2026 · Solo project · 2 min read

LLM Event Extraction Baseline

Zero-shot event extraction with Qwen2.5-7B-Instruct on MAVEN and WikiEvents. Compares unconstrained vs constrained-label prompting across trigger detection, type prediction, and argument extraction. A100 GPU inference via Hugging Face.

  • Python
  • Qwen2.5-7B
  • Hugging Face
  • PyTorch
  • A100

Goal

Establish a credible zero-shot baseline for event extraction with a 7B open-weights LLM, so future fine-tuned models have something honest to compare against.

Setup

  • Datasets: MAVEN (general-domain news, 168 event types) and WikiEvents (more structured argument schemas).
  • Model: Qwen2.5-7B-Instruct, run on Sheffield Stanage A100 GPUs via Hugging Face Transformers.
  • Two prompt families:
    • Unconstrained — model returns whatever JSON it likes given a definition.
    • Constrained-label — the prompt enumerates the closed set of allowed event types and the model picks from them.

What I measured

MetricWhy it matters
Valid JSON rateDid the model emit machine-parseable output at all?
Trigger accuracyDid it identify the trigger word correctly?
Type accuracyAmong triggers it found, did it pick the right type?
Combined accuracyEnd-to-end correctness on a single sentence.
Failure mode taxonomyWhich kinds of errors cluster together?

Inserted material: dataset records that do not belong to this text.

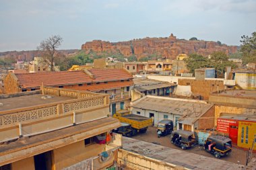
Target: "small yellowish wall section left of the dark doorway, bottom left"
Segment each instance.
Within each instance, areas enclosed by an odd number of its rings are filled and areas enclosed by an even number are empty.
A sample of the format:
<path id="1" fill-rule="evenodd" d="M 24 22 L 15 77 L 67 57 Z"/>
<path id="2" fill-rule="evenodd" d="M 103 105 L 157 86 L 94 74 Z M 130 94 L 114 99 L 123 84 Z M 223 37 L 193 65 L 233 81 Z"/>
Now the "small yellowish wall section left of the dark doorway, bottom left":
<path id="1" fill-rule="evenodd" d="M 11 170 L 34 170 L 34 157 L 11 163 Z"/>

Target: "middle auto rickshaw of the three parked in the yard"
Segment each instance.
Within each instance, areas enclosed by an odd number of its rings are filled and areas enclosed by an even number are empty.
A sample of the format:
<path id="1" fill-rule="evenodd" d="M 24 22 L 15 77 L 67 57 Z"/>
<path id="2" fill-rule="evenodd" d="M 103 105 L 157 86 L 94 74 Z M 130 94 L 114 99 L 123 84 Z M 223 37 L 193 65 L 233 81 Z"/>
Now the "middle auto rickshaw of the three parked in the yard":
<path id="1" fill-rule="evenodd" d="M 182 149 L 190 148 L 196 143 L 195 134 L 186 130 L 175 130 L 170 135 L 170 142 L 180 146 Z"/>

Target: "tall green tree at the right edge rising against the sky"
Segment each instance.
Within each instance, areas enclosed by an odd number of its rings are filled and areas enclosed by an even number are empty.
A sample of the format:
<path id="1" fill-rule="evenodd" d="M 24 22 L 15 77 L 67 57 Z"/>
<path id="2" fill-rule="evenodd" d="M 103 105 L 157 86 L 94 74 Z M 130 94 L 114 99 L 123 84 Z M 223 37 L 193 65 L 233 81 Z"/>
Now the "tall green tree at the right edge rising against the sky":
<path id="1" fill-rule="evenodd" d="M 243 52 L 243 64 L 247 64 L 248 62 L 256 61 L 256 32 L 249 36 L 241 36 L 243 44 L 241 45 L 241 52 Z"/>

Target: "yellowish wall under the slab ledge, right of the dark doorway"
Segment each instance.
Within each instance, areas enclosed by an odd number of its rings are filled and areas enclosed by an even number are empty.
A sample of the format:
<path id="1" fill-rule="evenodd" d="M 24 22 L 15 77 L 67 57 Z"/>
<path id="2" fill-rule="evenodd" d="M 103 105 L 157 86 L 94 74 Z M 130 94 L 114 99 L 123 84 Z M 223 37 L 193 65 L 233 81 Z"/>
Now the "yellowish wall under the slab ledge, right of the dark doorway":
<path id="1" fill-rule="evenodd" d="M 90 144 L 89 146 L 85 146 L 84 140 L 82 140 L 54 149 L 53 162 L 55 163 L 55 170 L 60 170 L 90 157 L 97 156 L 104 151 L 104 147 L 104 144 Z"/>

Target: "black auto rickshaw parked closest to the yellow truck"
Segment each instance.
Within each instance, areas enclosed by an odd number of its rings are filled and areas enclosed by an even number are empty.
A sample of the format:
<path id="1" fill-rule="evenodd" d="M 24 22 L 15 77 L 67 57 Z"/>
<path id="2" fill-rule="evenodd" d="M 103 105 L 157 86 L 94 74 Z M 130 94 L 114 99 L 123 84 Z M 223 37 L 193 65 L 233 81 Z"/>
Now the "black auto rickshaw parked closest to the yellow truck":
<path id="1" fill-rule="evenodd" d="M 158 132 L 158 138 L 160 136 L 165 136 L 167 134 L 170 134 L 173 130 L 173 122 L 172 120 L 161 120 L 158 122 L 158 127 L 156 129 L 156 132 Z"/>

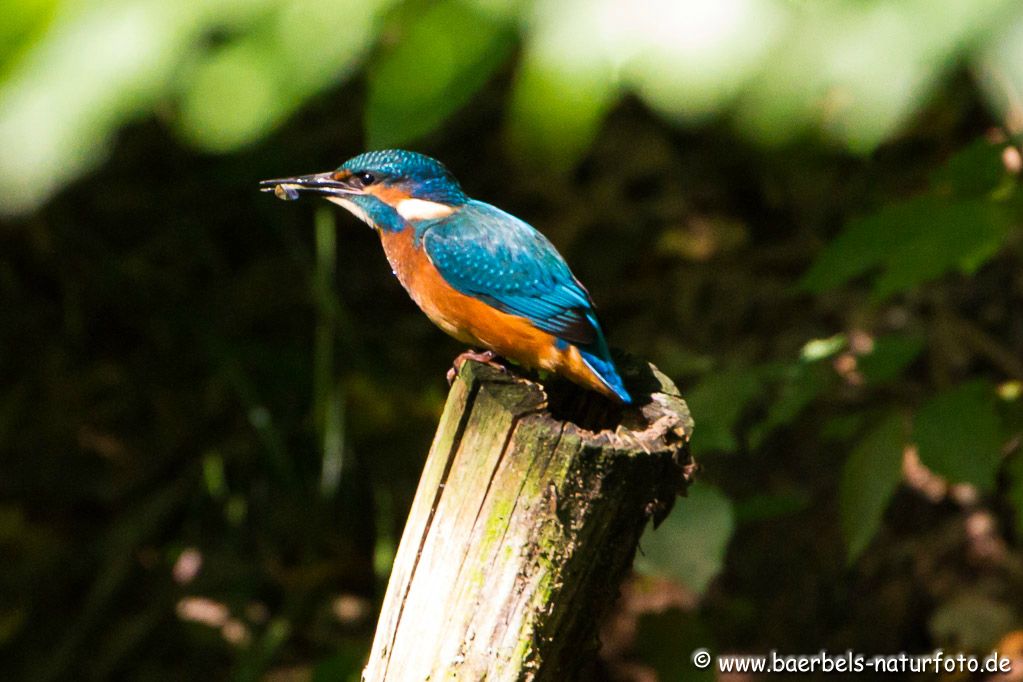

Findings (and honest caveats)

Constrained-label prompting roughly doubled type accuracy while only marginally hurting trigger recall. Most failures came from ambiguous near-synonym triggers and from the model producing extra speculative events the source sentence didn't license.

This is a baseline, not state of the art — the point was to make the fine-tuning experiments that come next interpretable.

What I'd do differently

Add a self-consistency vote across multiple samples, and build an out-of-domain test slice to stress-test the constrained-label setup against real-world noisy text.